Jay Hancock said he used to skip lunch when he was in middle school so he could go to a record store.
It’s fitting that he now works at — ready for this? — a record store.
Josey Records is the new record store on the local landscape.
Josey Records stores opened in Dallas and Kansas City before a third location opened in Tulsa’s Pearl District at 1020 S. Rockford Ave. (near the intersection of 11th Street and Rockford Avenue). The Tulsa store opened just more than a month ago, giving the city another vinyl option just in time for Record Store Day on Saturday, April 22.
Record Store Day was birthed in 2007 as a way to celebrate and spread the word about the unique culture surrounding nearly 1,400 independently owned record stores in the United States and thousands of similar stores internationally. This year, there are Record Store Day participants on every continent except Antarctica.
According to recordstoreday.com, participating stores in the Tulsa area are Starship Records & Tapes, Holy Mountain Music & Oddities, Blue Moon Discs and Josey Records.
Hancock, speaking from behind the counter at Josey Records, said the store has been received warmly by customers. Engage him in conversation and he’ll tell you vinyl was never really dead, and he may even tell you cassette tapes (which Josey Records sells, in addition to albums, singles and CDs) are making a comeback.
“Luckily, 8-tracks are not,” he said. “That is a dead format.”
Immediately after entering the store, visitors will see a listening station with turntables.
“Anything used, they can take over there and check it out and make sure it’s what they are looking for,” Hancock said.
There’s a lot to check out.
Behind new albums and new arrivals are rows of used albums organized alphabetically (from AC/DC to ZZ Top) and by genre. Hancock said he alphabetized it all because his brain wouldn’t allow otherwise.
“I’m pretty anal about that kind of stuff,” he said.
One of Hancock’s pet peeves as a record hunter is unorganized inventory. There’s a section of bargain records that are unorganized at Josey Records, but Hancock wants customers to easily be able to track down what they are looking for elsewhere in the store.

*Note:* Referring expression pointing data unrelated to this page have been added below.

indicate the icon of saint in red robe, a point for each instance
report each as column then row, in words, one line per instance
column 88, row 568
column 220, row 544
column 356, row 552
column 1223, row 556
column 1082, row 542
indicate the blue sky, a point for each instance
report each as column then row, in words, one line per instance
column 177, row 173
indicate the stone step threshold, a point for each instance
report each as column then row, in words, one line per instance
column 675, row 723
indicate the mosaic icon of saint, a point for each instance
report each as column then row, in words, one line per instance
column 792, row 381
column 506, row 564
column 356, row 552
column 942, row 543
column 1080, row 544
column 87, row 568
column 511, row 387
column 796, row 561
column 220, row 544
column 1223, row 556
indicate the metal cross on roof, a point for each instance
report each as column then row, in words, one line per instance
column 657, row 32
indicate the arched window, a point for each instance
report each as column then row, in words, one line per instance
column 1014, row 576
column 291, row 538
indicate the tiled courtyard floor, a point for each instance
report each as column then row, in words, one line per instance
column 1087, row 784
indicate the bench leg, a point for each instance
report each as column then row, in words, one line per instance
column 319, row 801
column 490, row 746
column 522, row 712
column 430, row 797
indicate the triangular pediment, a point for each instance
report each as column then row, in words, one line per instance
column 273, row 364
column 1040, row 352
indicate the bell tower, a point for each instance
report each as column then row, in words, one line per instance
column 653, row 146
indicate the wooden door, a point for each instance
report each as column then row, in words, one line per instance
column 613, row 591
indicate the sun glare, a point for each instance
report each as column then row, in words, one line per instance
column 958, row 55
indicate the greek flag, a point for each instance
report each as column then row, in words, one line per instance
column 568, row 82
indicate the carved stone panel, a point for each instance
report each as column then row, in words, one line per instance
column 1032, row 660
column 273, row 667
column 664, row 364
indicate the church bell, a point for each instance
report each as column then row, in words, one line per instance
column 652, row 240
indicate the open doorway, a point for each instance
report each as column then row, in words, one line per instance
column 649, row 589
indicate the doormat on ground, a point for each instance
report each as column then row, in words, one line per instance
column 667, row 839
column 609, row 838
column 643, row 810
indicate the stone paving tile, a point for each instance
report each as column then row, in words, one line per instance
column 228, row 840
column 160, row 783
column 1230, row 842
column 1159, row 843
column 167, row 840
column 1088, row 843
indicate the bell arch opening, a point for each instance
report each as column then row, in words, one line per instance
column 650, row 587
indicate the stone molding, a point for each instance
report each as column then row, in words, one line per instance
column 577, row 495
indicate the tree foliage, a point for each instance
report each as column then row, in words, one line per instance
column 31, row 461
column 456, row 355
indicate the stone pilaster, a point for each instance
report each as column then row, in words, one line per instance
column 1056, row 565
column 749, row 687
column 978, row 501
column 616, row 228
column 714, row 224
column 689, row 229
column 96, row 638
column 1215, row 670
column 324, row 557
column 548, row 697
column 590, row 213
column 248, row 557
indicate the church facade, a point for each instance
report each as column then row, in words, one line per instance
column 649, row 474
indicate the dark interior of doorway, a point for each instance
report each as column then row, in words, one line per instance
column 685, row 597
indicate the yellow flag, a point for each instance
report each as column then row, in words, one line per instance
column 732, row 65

Even with the organization, customers may hang around longer than they intended because it’s natural to get caught up in exploration.
Don Leach, responding to a Facebook post about the store, said he visited a few weeks ago and stayed several hours, leaving with eight albums or EPs.
“You come in looking for one thing and then you just kind of get lost in the stacks,” Hancock said. “Time flies really quickly out there.”
Older visitors should prepare for nostalgia-related pauses. You stumble across something you remember and — boom — you’re back in the era of KTEL compilations or Doctor Demento records (he gave Weird Al Yankovic a career boost) or Flip Wilson’s “The Devil Made Me Buy This Dress” album.
The vinyl comeback made it possible for Josey Records to set up shop in Tulsa. What is it about albums that they’re considered cool again? Maybe it’s because they are ear candy and eye candy.
“Honestly, for me it’s the whole package,” Hancock said, mentioning the cover art (or photographs) and the liner notes.
“At the end of the day, it’s a full piece of artwork,” he said. “The album is a soundtrack to the piece of artwork that you are looking at.”